O Amor Bate na Aorta

Cantiga do amor sem eira
nem beira,
vira o mundo de cabeça
para baixo,
suspende a saia das mulheres,
tira os óculos dos homens,
o amor, seja como for,
é o amor.

Meu bem, não chores,
hoje tem filme de Carlito!

O amor bate na porta
o amor bate na aorta,
fui abrir e me constipei.
Cardíaco e melancólico,
o amor ronca na horta
entre pés de laranjeira
entre uvas meio verdes
e desejos já maduros.

Entre uvas meio verdes,
meu amor, não te atormentes.
Certos ácidos adoçam
a boca murcha dos velhos
e quando os dentes não mordem
e quando os braços não prendem
o amor faz uma cócega
o amor desenha uma curva
propõe uma geometria.

Amor é bicho instruído.
Olha: o amor pulou o muro
o amor subiu na árvore
em tempo de se estrepar.
Pronto, o amor se estrepou.
Daqui estou vendo o sangue
que escorre do corpo andrógino.
Essa ferida, meu bem,
às vezes não sara nunca
às vezes sara amanhã.

Daqui estou vendo o amor
irritado, desapontado,
mas também vejo outras coisas:
vejo corpos, vejo almas
vejo beijos que se beijam
ouço mãos que se conversam
e que viajam sem mapa.
Vejo muitas outras coisas
que não ouso compreender…

O Amor Bate na Aorta

O poema “O Amor Bate na Aorta” é do Carlos Drummond de Andrade, e fala sobre o poder transformador do sentimento amoroso — mesmo com todas as emoções contraditórias que ele gera.

  • Começando naquele caos da paixão, ele já fala que “cantiga do amor sem eira nem beira, vira o mundo de cabeça pra baixo”.

É aquele frio na barriga intenso, quando a gente acaba de conhecer alguém e só quer saber disso. Como já dizia Luiz Gonzaga, “só vive suspirando, sonhando acordada”.

Mas como é difícil viver nesse mood de “não come, não estuda, não dorme e não quer nada”, essa paixão vai amadurecendo “entre uvas meio verdes e desejos já maduros”.

E é aí que entra o amor. Selvagem e esperto como um “bicho instruído”. O amor é corajoso, persistente e paciente. Ele faz loucuras, se declara, pula o muro e sobe na árvore.

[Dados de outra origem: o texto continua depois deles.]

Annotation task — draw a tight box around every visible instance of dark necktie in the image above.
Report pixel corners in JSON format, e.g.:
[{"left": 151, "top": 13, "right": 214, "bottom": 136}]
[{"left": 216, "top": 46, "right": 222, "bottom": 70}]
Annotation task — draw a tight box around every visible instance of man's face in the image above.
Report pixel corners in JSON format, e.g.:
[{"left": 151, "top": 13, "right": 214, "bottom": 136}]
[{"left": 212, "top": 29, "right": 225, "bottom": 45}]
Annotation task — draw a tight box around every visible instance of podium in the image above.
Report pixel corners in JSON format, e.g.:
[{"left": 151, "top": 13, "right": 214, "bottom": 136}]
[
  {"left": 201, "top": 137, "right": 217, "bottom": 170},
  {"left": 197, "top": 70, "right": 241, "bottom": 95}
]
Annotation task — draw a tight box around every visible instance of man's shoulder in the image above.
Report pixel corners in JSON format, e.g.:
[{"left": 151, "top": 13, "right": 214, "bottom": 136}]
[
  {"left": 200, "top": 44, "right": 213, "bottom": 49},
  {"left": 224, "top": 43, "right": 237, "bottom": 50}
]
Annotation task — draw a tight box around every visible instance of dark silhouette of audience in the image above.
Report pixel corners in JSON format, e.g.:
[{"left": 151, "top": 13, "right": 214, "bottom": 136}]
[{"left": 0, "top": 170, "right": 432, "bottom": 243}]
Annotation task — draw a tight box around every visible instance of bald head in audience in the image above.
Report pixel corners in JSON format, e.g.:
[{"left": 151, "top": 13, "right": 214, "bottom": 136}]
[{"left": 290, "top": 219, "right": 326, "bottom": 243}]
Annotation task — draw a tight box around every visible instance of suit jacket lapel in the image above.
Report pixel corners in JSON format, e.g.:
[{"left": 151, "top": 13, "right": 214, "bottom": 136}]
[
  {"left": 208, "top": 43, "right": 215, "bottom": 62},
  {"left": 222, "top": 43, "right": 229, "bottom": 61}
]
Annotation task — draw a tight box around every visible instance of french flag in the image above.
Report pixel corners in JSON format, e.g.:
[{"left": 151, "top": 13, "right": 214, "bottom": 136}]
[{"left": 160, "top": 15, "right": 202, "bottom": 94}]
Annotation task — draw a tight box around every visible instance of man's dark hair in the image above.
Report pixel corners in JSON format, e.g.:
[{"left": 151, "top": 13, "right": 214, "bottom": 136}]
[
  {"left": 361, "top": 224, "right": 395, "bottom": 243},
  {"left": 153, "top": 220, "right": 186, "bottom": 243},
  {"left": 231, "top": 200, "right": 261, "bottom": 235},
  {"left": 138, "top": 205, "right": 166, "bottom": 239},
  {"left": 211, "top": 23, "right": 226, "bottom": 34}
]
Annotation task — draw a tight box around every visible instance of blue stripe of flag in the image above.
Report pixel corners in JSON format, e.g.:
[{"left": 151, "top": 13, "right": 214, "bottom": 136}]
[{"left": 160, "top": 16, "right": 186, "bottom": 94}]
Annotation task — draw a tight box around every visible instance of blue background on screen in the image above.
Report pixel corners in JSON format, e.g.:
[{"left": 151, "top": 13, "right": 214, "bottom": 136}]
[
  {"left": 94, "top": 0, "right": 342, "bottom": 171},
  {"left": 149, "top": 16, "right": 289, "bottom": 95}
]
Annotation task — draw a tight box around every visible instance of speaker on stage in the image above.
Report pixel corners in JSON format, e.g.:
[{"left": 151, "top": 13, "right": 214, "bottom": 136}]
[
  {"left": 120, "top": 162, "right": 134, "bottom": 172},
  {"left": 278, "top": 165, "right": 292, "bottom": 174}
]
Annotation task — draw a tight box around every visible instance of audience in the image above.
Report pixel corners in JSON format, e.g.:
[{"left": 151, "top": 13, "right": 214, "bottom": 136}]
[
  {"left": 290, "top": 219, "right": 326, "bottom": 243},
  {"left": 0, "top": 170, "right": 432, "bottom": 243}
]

  • Mas nessa de se entregar, o amor também pode gerar sofrimento — com “feridas que às vezes não saram nunca, ou às vezes saram amanhã”.

Ainda assim, vale a pena insistir no risco. Porque mesmo enxergando feridas, Carlos Drummond também enxerga “corpos, almas, beijos que se beijam, mãos que se conversam e que viajam sem mapa”.